Contracts Tainted With Coronavirus - What You Should Do Now


Thursday, March 19, 2020 /03:08 PM / by Balogun Harold / Header Image Credit: GS Chambers


This is a very critical time for not just business owners and investors but also for business, commercial and investment lawyers. If you are in-house counsel, chief investment officer or other C-Level executive, we think that now is a good time to put a team together (Perhaps, a remote team) to identify and review ALL the Force Majeure Clauses in ALL your Company's contracts.


We expect that this legal exercise would happen within the context of a broad-based, reasoned and documented PESTLE analysis that senior management should commission and oversee.


Overall, it is important to assure that the wording of Force Majeure clauses are not ambiguous and that they sufficiently protect your company from the suspensive effects of the Coronavirus outbreak.


If the outbreak of the Coronavirus is beginning to affect your business or likely to affect a performance of your obligations under a contract, you should be triggering the relevant sections of the contract relating to force majeure provisioning and providing your counter party with the relevant notification.


If you do not give the required Force Majeure notice to all relevant counterparties, you may be exposing your Company to avoidable litigation and a potential claim for monetary compensation in the form of damages when normal business activities resume.


Please bear in mind that:

  • It is important to act swiftly. To the extent that a supervening event has been set in motion in the form of a pandemic, time is now inversely related to contractual liability. The prospect of a "failure to perform" is plausible. Contractual breaches, which may crystallize in litigation is plausible as well. It is very common for businesses to contest the failure to perform a contract, when normal business operations begin. In the absence of an executive declaration or market interventions in the form of Force Majeure certificates, we do not expect the courts to interpret the mere fact of the Coronavirus outbreak, as a  legitimate excuse from the performance of a contract.

  • The importance of a Force Majeure Clause is to allow either party to a contract to suspend or terminate the performance of its contractual obligations when certain circumstances beyond their control suddenly occur.

  • In some cases, it may be strategic to renegotiate other key clauses in your contract and/or replace with a new contract.

  • If there is no Force Majeure Clause in your contracts, as of date, counsel should take steps to contact the necessary counter-parties with the aim of negotiating a Force Majeure Clause that suits your peculiar circumstance, your business operations and revenue model. We have provided a draft of a Force Majeure Clause via this link.
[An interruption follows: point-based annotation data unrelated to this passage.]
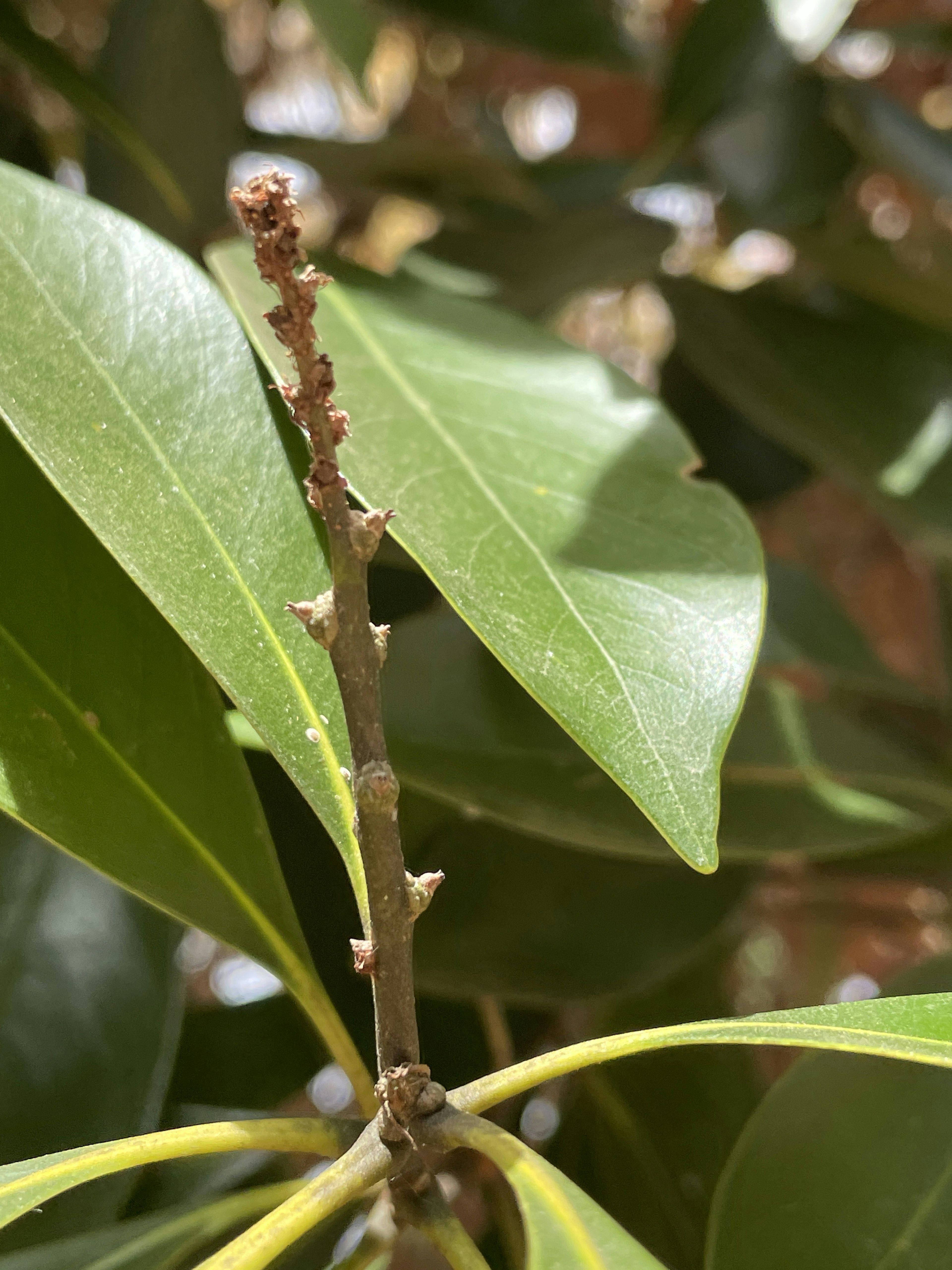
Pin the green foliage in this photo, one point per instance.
(553, 576)
(106, 1023)
(94, 714)
(115, 423)
(845, 1164)
(88, 97)
(163, 96)
(582, 672)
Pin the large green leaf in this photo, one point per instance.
(30, 1183)
(890, 135)
(51, 64)
(859, 392)
(527, 921)
(917, 1029)
(112, 742)
(648, 1141)
(720, 42)
(602, 246)
(564, 1229)
(163, 64)
(845, 1166)
(546, 497)
(92, 1004)
(348, 31)
(775, 153)
(129, 380)
(461, 731)
(157, 1242)
(572, 30)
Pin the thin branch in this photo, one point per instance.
(341, 622)
(427, 1209)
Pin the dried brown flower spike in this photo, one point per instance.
(341, 622)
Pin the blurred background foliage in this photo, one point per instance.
(748, 209)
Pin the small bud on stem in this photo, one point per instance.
(320, 618)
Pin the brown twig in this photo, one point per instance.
(341, 622)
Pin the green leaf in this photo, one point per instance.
(564, 1229)
(460, 730)
(845, 1166)
(252, 1056)
(718, 46)
(163, 64)
(606, 246)
(151, 421)
(112, 742)
(363, 1165)
(30, 1183)
(871, 268)
(648, 1141)
(157, 1242)
(91, 1020)
(348, 31)
(545, 495)
(776, 156)
(917, 1029)
(575, 31)
(46, 60)
(419, 167)
(536, 924)
(892, 136)
(857, 392)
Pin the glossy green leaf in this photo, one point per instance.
(347, 30)
(163, 64)
(890, 135)
(342, 1183)
(564, 1229)
(546, 497)
(112, 742)
(569, 30)
(531, 922)
(859, 392)
(776, 156)
(416, 166)
(201, 1179)
(871, 268)
(92, 1005)
(252, 1056)
(460, 730)
(158, 1242)
(719, 44)
(606, 246)
(648, 1141)
(845, 1166)
(31, 1183)
(150, 417)
(87, 96)
(917, 1029)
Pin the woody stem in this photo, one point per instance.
(342, 620)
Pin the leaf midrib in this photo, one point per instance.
(332, 761)
(423, 410)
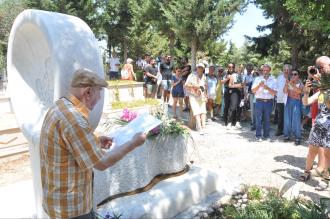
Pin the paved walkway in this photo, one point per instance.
(267, 163)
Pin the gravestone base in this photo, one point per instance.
(172, 196)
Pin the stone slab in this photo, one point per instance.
(17, 200)
(170, 197)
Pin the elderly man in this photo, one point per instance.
(281, 97)
(69, 150)
(264, 89)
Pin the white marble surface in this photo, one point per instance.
(44, 50)
(172, 196)
(138, 168)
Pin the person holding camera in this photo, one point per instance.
(197, 87)
(264, 89)
(319, 137)
(292, 110)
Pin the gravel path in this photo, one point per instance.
(267, 163)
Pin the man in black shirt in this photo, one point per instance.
(166, 69)
(151, 78)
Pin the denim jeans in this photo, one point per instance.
(280, 117)
(263, 111)
(292, 118)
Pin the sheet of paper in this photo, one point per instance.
(142, 123)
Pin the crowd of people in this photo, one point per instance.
(66, 134)
(238, 92)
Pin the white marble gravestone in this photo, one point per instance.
(44, 50)
(161, 155)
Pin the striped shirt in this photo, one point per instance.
(68, 152)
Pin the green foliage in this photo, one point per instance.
(255, 193)
(9, 9)
(303, 33)
(197, 21)
(275, 206)
(315, 14)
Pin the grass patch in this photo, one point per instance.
(275, 206)
(120, 82)
(134, 104)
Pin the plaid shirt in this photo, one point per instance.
(68, 152)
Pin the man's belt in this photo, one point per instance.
(264, 100)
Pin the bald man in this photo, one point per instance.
(69, 150)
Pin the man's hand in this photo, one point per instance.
(105, 142)
(138, 139)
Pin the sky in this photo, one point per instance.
(246, 24)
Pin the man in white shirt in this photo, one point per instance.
(264, 89)
(281, 97)
(114, 67)
(248, 95)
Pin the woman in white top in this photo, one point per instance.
(127, 73)
(211, 90)
(197, 88)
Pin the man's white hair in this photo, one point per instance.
(287, 66)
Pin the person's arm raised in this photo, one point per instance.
(119, 152)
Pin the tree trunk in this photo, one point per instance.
(109, 50)
(193, 54)
(125, 50)
(294, 56)
(171, 44)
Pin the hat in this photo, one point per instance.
(200, 65)
(86, 78)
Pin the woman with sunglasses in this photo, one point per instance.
(292, 110)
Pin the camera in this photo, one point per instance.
(312, 70)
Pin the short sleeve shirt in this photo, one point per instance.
(193, 79)
(166, 69)
(152, 70)
(68, 152)
(114, 62)
(261, 92)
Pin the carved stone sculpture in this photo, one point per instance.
(44, 50)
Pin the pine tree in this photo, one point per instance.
(197, 21)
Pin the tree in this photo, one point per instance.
(315, 14)
(9, 9)
(197, 21)
(305, 41)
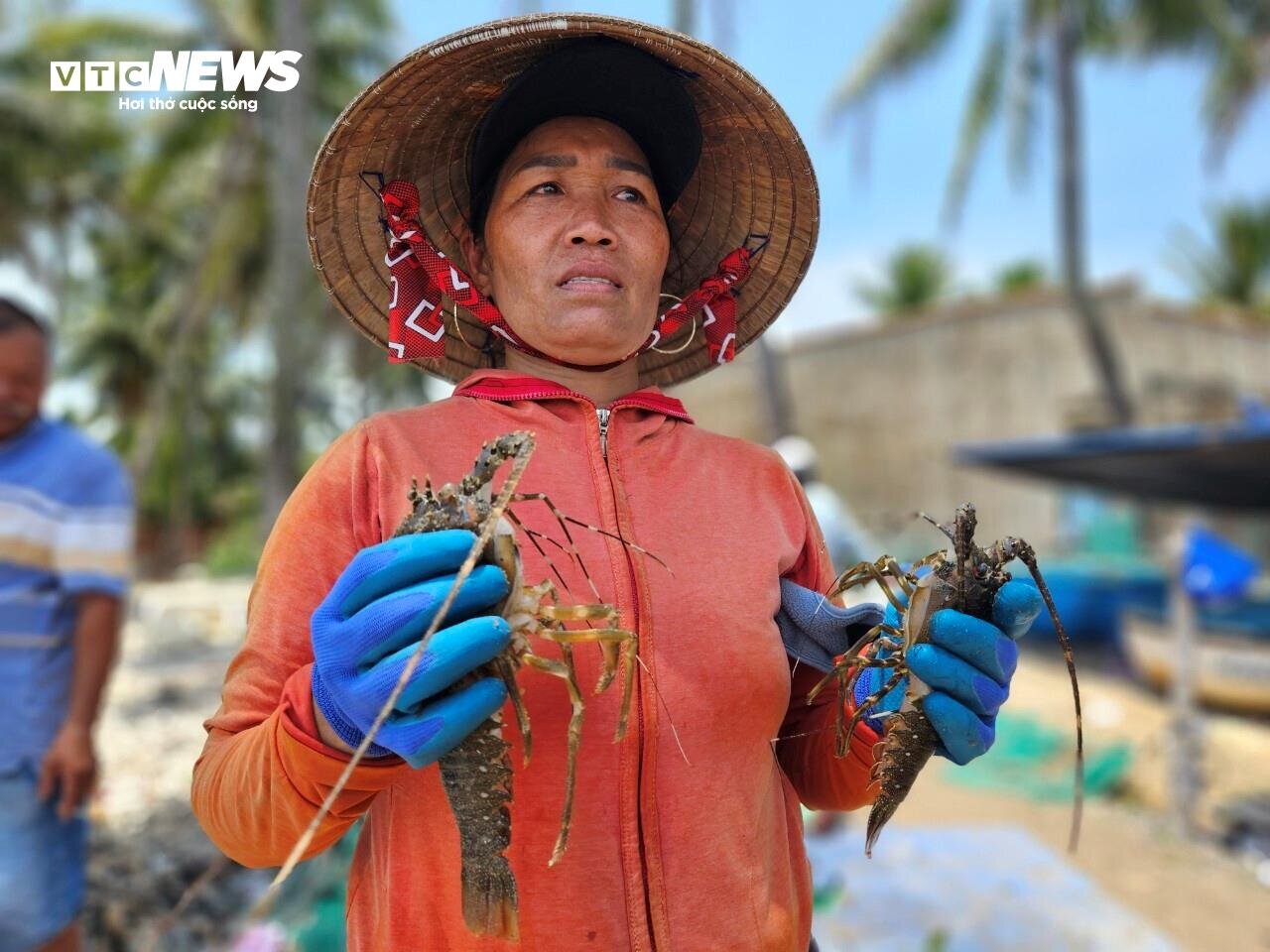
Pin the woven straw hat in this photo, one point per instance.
(417, 122)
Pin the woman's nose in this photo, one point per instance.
(590, 225)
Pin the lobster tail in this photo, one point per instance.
(907, 747)
(489, 898)
(477, 780)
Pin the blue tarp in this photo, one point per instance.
(987, 889)
(1223, 466)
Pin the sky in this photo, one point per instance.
(1144, 150)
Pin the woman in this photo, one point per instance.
(575, 167)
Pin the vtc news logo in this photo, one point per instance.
(185, 71)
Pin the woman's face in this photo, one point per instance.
(575, 244)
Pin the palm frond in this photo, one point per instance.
(982, 107)
(912, 36)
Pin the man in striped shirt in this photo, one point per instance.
(64, 552)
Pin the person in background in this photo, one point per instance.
(847, 539)
(64, 558)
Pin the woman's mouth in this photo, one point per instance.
(589, 285)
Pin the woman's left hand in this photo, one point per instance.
(968, 664)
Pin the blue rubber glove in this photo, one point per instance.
(366, 629)
(968, 664)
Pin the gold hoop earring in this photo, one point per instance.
(693, 331)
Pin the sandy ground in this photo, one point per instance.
(182, 635)
(1194, 892)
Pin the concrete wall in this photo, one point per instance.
(884, 405)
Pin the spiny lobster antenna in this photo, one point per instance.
(939, 526)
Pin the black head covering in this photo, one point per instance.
(606, 79)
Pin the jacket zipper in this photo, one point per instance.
(603, 416)
(603, 413)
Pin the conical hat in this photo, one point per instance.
(417, 122)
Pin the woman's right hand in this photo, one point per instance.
(366, 629)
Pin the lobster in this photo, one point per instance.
(965, 579)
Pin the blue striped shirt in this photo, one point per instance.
(64, 530)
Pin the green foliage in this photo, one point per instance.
(1019, 276)
(915, 276)
(1229, 36)
(173, 209)
(1234, 268)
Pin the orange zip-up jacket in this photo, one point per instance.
(671, 851)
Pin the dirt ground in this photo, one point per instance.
(1197, 893)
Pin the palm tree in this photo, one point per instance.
(175, 208)
(915, 277)
(1019, 276)
(1035, 44)
(1236, 267)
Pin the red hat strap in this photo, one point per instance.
(715, 298)
(421, 273)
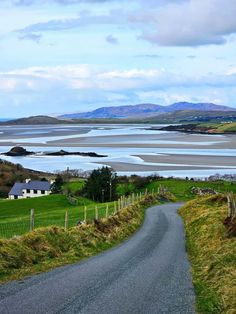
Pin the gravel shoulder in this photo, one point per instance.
(149, 273)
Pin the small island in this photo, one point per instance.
(19, 151)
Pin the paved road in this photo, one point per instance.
(149, 273)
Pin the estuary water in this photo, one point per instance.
(130, 149)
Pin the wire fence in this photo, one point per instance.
(67, 218)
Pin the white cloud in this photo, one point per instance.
(191, 23)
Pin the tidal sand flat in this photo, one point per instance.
(129, 149)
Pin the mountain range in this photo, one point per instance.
(143, 110)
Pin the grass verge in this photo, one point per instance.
(212, 254)
(46, 248)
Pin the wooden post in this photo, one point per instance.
(32, 219)
(66, 220)
(96, 212)
(85, 214)
(107, 211)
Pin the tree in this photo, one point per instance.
(101, 185)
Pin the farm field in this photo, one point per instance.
(49, 210)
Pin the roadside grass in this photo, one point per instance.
(182, 188)
(49, 210)
(46, 248)
(212, 254)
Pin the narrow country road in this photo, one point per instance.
(149, 273)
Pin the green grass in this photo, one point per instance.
(46, 248)
(74, 186)
(49, 210)
(212, 254)
(220, 127)
(182, 188)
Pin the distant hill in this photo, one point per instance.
(190, 116)
(34, 120)
(118, 112)
(143, 110)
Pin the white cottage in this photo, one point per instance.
(30, 189)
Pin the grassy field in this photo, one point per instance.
(182, 188)
(212, 254)
(47, 248)
(49, 210)
(220, 127)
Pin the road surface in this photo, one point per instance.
(149, 273)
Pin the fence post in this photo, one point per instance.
(66, 220)
(107, 211)
(96, 212)
(85, 214)
(32, 219)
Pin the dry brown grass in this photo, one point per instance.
(46, 248)
(212, 254)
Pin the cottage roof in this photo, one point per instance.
(31, 185)
(17, 189)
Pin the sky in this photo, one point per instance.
(64, 56)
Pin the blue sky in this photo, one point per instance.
(61, 56)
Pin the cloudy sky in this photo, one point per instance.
(61, 56)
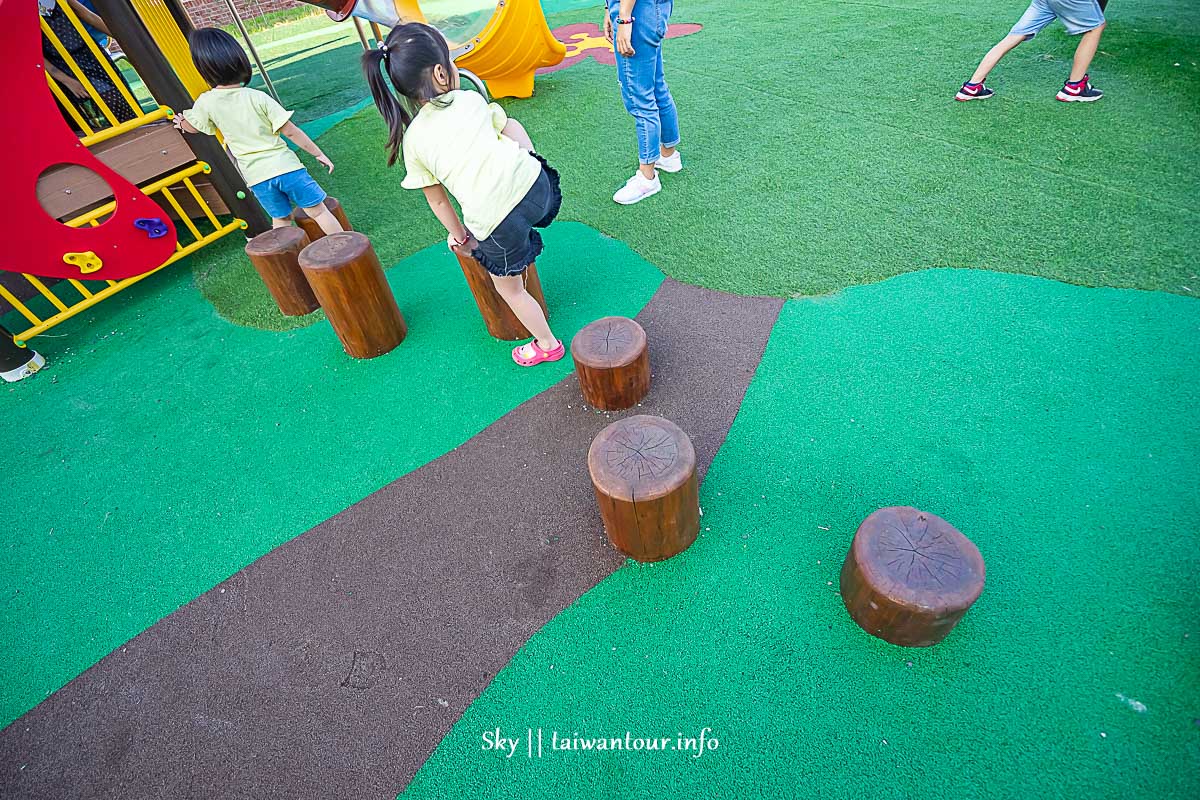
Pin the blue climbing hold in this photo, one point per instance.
(154, 227)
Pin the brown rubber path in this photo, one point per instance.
(333, 666)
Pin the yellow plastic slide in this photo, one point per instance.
(503, 42)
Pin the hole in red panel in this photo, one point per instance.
(67, 191)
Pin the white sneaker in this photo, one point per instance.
(637, 188)
(671, 163)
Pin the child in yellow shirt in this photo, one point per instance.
(253, 125)
(454, 140)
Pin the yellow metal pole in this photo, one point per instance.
(41, 326)
(103, 134)
(179, 210)
(150, 188)
(78, 73)
(81, 288)
(199, 202)
(19, 306)
(46, 293)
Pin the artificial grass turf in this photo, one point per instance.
(1053, 425)
(823, 150)
(168, 449)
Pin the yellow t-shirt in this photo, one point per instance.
(250, 122)
(460, 146)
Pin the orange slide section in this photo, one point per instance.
(503, 42)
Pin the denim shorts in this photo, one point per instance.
(515, 245)
(1079, 17)
(280, 194)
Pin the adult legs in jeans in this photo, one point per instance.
(669, 118)
(643, 88)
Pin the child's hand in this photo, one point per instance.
(462, 246)
(625, 41)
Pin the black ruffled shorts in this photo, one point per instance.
(515, 245)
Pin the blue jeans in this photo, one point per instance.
(642, 84)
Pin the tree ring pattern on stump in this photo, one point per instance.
(611, 338)
(609, 342)
(919, 554)
(642, 452)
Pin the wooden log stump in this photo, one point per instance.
(275, 256)
(643, 471)
(347, 278)
(612, 364)
(310, 226)
(910, 577)
(501, 322)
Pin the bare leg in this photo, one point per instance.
(324, 218)
(526, 308)
(516, 132)
(1085, 53)
(1002, 48)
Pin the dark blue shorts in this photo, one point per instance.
(515, 245)
(285, 192)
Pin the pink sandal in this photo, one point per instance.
(539, 355)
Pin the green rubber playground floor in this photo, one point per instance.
(1054, 425)
(823, 150)
(991, 317)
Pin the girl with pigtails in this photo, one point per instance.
(455, 142)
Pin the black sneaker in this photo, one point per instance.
(973, 91)
(1081, 91)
  • If a contract is silent on force majeure provisioning and litigation eventually results as a result of a "failure to perform", courts would generally render their decisions applying the doctrines of reasonability and foreseeability. In other instances, the courts may apply the legal principles relating to the frustration of contracts. However, if the parties allocate the risk of the specified event, in the clearest possible terms, there should be no room for a court to inquire into the foreseeability or reasonability of that event. In our considered view, waiting for the courts to determine the effect of a 'failure to perform" is not advisable. For this reason, it would be prudent for counsel to take steps to negotiate a Force Majeure Clause where necessary.

  • We fully expect counter-parties who have, prior to occurrence of the CoronaVirus outbreak, been in breach or have proven difficult or demonstrated malice and bad faith, to take  unfair advantage of the party who has already performed its obligations under a contract. It is therefore important for counsel to be proactive and to be alive to such issues.

  • The legal principles relating to the frustration of contracts, in the law of contracts has its own limitations. Although the courts will generally excuse the performance of a contract, where subsequent to its formation, and without fault of either party, the contract becomes  incapable of being performed due to an unforeseen event, a long line of judicial decisions support the view that courts are unwilling to find that a contract has been frustrated unless it has been so drastically altered as to be entirely different from that entered into.

  • It may useful to also review any such contracts and consider arbitral resolution of disputes, in the event that there are no arbitration clauses in a contract. We believe that arbitration of contractual disputes arising from the failure to perform will provide better utility in terms of timing, privacy and sound judgement, to contractual parties.